The first notion implies that greater is better, while the second suggests that early is better than later. These notions depend on the rare circumstance that “all other things being equal.” However, in practice, they are strictly adhered to, especially in capital planning and determining project financing bids’ cost of capital.

Investment Actions

Investment is the use of money with the purpose of making a profit or receiving a return. Investors anticipate changes in profits or gains in a company’s securities on the stock market, which the capital market encompasses. A finance manager, as part of strategic financial management, determines the allocation of the firm’s resources. Additionally, they decide who will be responsible for making financial decisions for the company. This responsibility involves creating physical assets with the money, acquiring business shares or debentures, or purchasing consumer durables such as a building.

A marketing manager may desire a new show room, a new production manager, or a new lathe in order to assure consistent and successful manufacturing. Furthermore, top management may decide to enter a new market, such as expanding a textile firm into the electronics industry. All of these ventures are profitable endeavors. However, funds are limited. As a result, accepting one concept while rejecting others preserves the status quo.

In strategic financial management, investment decisions focus on accumulating tangible assets over time. Several elements need consideration when making these decisions. These include the necessity of the investment, factors influencing investment decisions, and criteria for assessing them.

Capital Budgeting

Capital budgeting is required in order to make investment decisions. In the corporate world, capital budgeting and investment decisions are almost similar. Increasing the value of capital assets now will generate revenue tomorrow, which will pay expenditures. Investment decisions are essentially financial commitments undertaken in the hope of reaping future economic benefits. It is necessary to make a decision between existing resources and investment opportunities.

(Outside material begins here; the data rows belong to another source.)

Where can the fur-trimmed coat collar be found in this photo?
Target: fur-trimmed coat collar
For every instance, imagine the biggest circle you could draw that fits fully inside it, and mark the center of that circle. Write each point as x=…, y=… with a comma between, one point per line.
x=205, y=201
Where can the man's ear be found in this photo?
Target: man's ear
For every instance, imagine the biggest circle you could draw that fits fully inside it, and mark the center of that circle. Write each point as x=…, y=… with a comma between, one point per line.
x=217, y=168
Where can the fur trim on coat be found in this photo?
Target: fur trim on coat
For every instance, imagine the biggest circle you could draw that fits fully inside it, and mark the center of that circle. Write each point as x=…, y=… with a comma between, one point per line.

The company enjoys seizing economic opportunities. When choosing equipment, we must base investment decisions on equipment quality and the latest technological advancements. Acquisitions, reorganizations, and rehabilitations all involve economic and financial considerations. They each affect the nature of strategic financial management financially and economically.

Replacing an existing asset, plant, machinery, or facility aims to leverage new technology, reduce production costs, enhance labor efficiency, and achieve other benefits. Another area of investment involves capital re-allocation. This practice aims to better align capital with production policy.

  • Acquire, hire, or lease a piece of property.
  • The cost of capital.
  • Company failures and reorganizations, as well as growth and contraction.
  • The management of current assets and liquid assets;

When making investment decisions, the components and scope of strategic financial management are the elements that influence the decision. While making optimal investment decisions, one must take into account the following considerations. These considerations include the fact that capital is a limited resource with a high cost of production.

  • Financial analysis revolves around issues concerning capital availability and the cost of capital. These issues form the center of attention.
  • A set of rules exists within financial analysis. These rules are utilized to choose a project for implementation and to optimize revenues. The process primarily relies on logic and mathematics.


The nature of strategic financial management involves making decisions about investments, financing, and dividends in line with the company’s goals. Shareholder interests are crucial in making these choices. The primary aim is to enhance shareholder wealth, which relies on both increased net worth of invested capital and reinvested earnings for company growth and performance. This motivation drives them towards success. Consequently, the market adjusts stock prices accordingly, based on various factors. As a result, it is possible to analyze the type of investment, financing, and dividend decisions made.